Esquimalt has spurned a sewage plant at McLoughlin Point, the provincial government has refused to overrule Esquimalt, and the Capital Regional District has rejected going directly to Esquimalt voters to get them to change their minds.

So is the sewage plant at McLoughlin Point officially dead?

Maybe. Maybe not. It depends whom you ask.

Esquimalt Mayor Barb Desjardins says the CRD should drop the site now that its directors have decided against sending a mail-out to her residents.

The flyer would have explained the CRD’s offer to cover Esquimalt’s share of the building costs in exchange for hosting the sewage plant at McLoughlin Point. Esquimalt would save $19 million or about $200 a year for 25 years for every household, the CRD said.

CRD directors, however, scrapped the plan on Wednesday.
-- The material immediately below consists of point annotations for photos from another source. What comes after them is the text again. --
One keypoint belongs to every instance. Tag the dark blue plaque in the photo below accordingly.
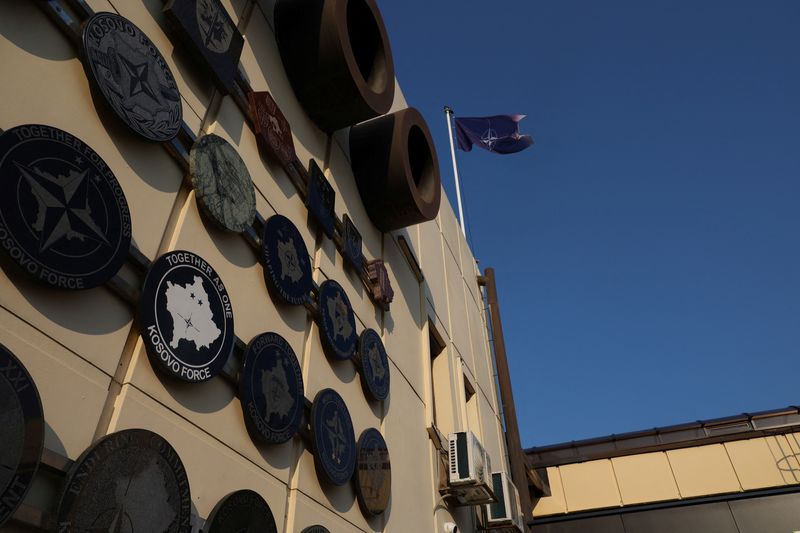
(242, 511)
(132, 480)
(373, 473)
(334, 440)
(271, 389)
(287, 268)
(22, 430)
(374, 364)
(321, 199)
(131, 74)
(63, 216)
(337, 323)
(186, 317)
(222, 183)
(352, 244)
(209, 33)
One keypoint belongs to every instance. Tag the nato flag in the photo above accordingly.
(499, 133)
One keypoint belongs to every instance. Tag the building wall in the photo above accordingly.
(722, 468)
(84, 349)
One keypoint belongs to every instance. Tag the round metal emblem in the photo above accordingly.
(22, 423)
(287, 268)
(222, 183)
(131, 481)
(185, 317)
(374, 473)
(63, 216)
(243, 511)
(374, 364)
(337, 323)
(271, 389)
(334, 440)
(132, 75)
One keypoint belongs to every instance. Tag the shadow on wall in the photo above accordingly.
(30, 30)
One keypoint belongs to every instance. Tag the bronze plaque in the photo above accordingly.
(379, 280)
(273, 133)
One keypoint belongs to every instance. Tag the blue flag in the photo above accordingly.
(499, 133)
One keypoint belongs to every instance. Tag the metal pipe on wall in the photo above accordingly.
(513, 443)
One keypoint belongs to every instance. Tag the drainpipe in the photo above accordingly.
(515, 454)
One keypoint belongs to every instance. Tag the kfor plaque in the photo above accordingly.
(63, 216)
(374, 364)
(271, 389)
(22, 423)
(132, 75)
(287, 268)
(186, 317)
(222, 183)
(373, 473)
(131, 481)
(207, 30)
(337, 322)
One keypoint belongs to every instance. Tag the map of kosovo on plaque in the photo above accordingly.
(207, 30)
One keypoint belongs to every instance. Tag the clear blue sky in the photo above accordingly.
(648, 246)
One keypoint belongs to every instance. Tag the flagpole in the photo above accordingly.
(449, 114)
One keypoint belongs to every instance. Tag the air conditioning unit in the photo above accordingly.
(504, 515)
(470, 467)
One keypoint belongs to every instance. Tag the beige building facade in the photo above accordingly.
(85, 350)
(737, 474)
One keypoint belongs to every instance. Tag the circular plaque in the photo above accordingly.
(130, 72)
(337, 322)
(22, 421)
(287, 269)
(63, 216)
(373, 473)
(222, 183)
(243, 511)
(374, 364)
(334, 440)
(185, 317)
(271, 389)
(132, 481)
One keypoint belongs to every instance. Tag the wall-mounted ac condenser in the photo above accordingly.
(470, 469)
(504, 516)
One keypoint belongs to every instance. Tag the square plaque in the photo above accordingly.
(351, 240)
(321, 198)
(206, 29)
(272, 130)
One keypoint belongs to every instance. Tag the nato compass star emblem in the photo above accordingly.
(64, 211)
(333, 437)
(489, 138)
(63, 216)
(271, 389)
(204, 29)
(132, 75)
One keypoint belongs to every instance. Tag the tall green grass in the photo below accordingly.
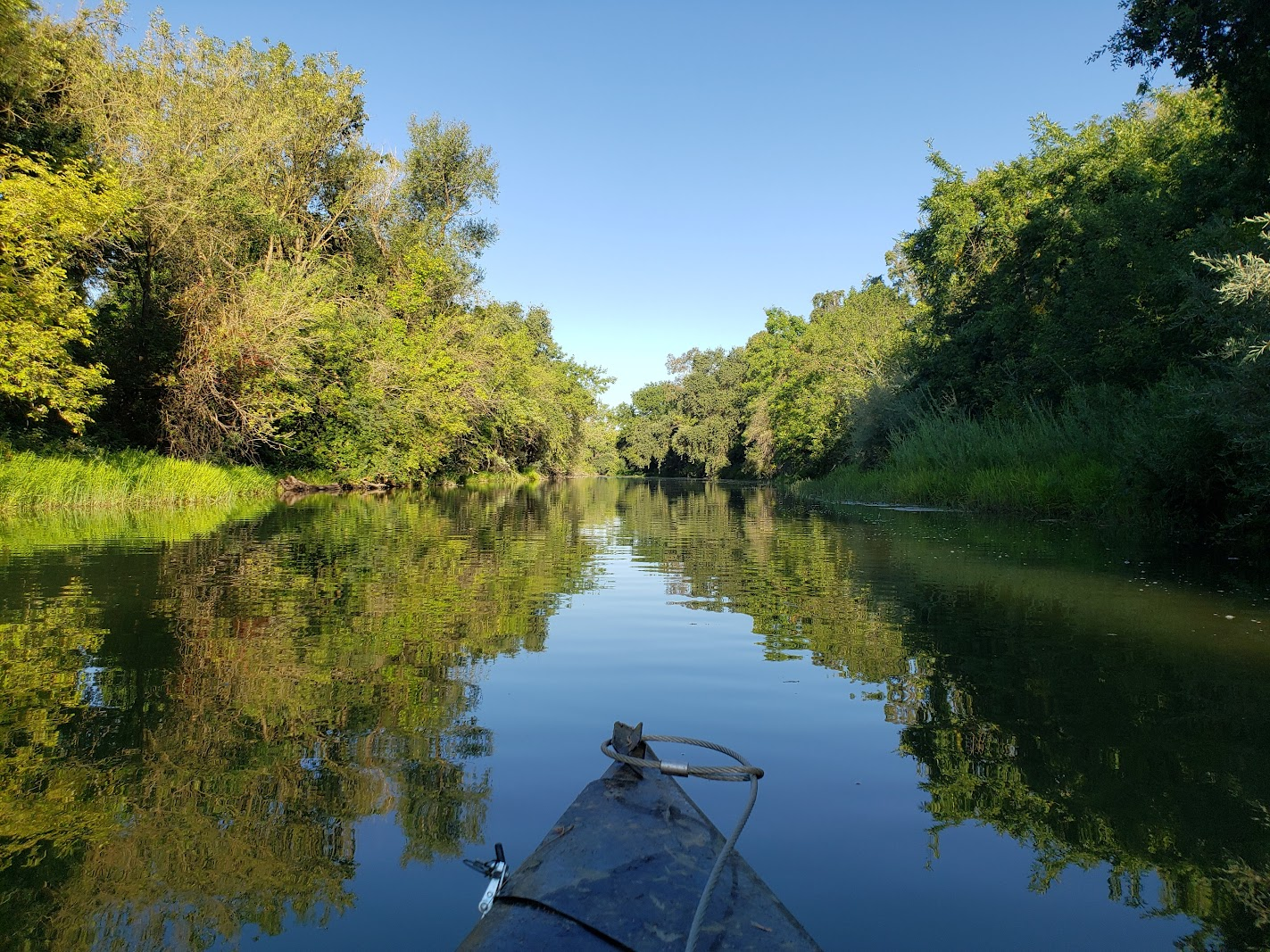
(1041, 461)
(128, 479)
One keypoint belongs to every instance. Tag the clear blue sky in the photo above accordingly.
(668, 170)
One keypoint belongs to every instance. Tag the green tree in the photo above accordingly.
(1071, 266)
(53, 225)
(1224, 42)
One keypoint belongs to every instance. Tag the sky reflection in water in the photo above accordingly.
(290, 727)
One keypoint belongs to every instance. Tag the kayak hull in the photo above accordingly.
(624, 867)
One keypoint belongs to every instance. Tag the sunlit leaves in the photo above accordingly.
(53, 222)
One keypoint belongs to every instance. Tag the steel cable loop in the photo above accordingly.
(724, 772)
(744, 772)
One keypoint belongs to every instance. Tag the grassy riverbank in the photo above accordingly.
(1063, 463)
(126, 479)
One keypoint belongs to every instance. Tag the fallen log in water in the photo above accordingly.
(290, 489)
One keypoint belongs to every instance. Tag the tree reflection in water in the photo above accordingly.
(201, 766)
(191, 730)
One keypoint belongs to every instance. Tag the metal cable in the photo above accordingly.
(746, 771)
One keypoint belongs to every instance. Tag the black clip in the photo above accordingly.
(488, 868)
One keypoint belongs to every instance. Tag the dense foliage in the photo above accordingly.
(1072, 332)
(202, 254)
(799, 398)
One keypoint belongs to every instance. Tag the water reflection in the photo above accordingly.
(200, 766)
(192, 727)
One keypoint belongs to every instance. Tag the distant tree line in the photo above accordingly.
(1123, 263)
(200, 252)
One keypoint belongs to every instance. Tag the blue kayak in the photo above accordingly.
(624, 868)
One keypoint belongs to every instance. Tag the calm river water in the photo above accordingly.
(285, 730)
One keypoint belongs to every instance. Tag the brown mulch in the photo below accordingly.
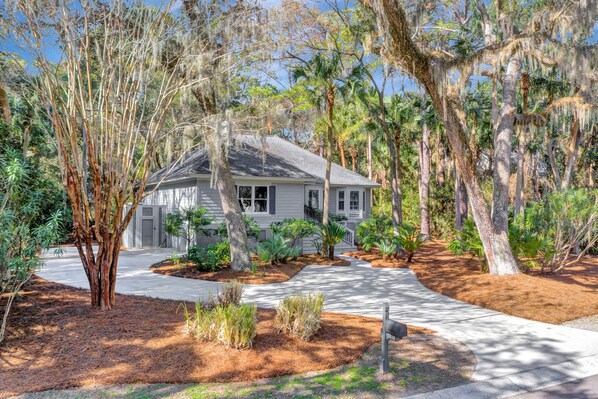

A number said they were uncomfortable bypassing Esquimalt council and going directly to voters. Others argued that the CRD had no authority to make the offer, and that it was unlikely to receive the required support of five of seven municipalities on the liquid waste management committee.

“I really feel that this should end this and we need to come together and move forward,” Desjardins said.

She suggested the liquid waste management committee pass a recommendation “that there will be no further pursuit of McLoughlin Point as a site.”

“We continue to prolong the agony in the region,” she said.

But Victoria Coun. Geoff Young, who chairs the committee, said in an interview Thursday that the $19-million offer to Esquimalt is “still alive” even if the mail-out is dead.

He said Esquimalt residents and other councils might find McLoughlin Point and the offer more attractive once costs and locations of replacement sites become known.

He suggested that Desjardins likely wants the offer off the table because she faces re-election in November.

“I mean it just seems odd to me that you would be so certain that you know what is best for your citizens that you don’t even want the offer to exist,” he said.

“Maybe she doesn’t want to be running against somebody who’s going to be saying, ‘Gosh, the CRD has made a pretty good offer.’ Basically, somebody would be running saying, ‘I don’t know how much Barb’s proposed treatment plant is going to cost, but I know that the one I will advocate accepting from the CRD will be free.’ ”

Desjardins countered that Young is being divisive and misrepresenting the facts, since the CRD never had authority to make the $19-million offer.

“If they get the authority and they do make the offer, Esquimalt will go through the normal public process, which includes a public hearing,” she said. “And, absolutely, we will be looking to the public for their response to the latest offer. It’s about how you go about that process.”

Desjardins said her biggest concern was that the CRD planned to use the mail-out to make an unauthorized pitch to her residents. “They still don’t have the authority, so where are we now?”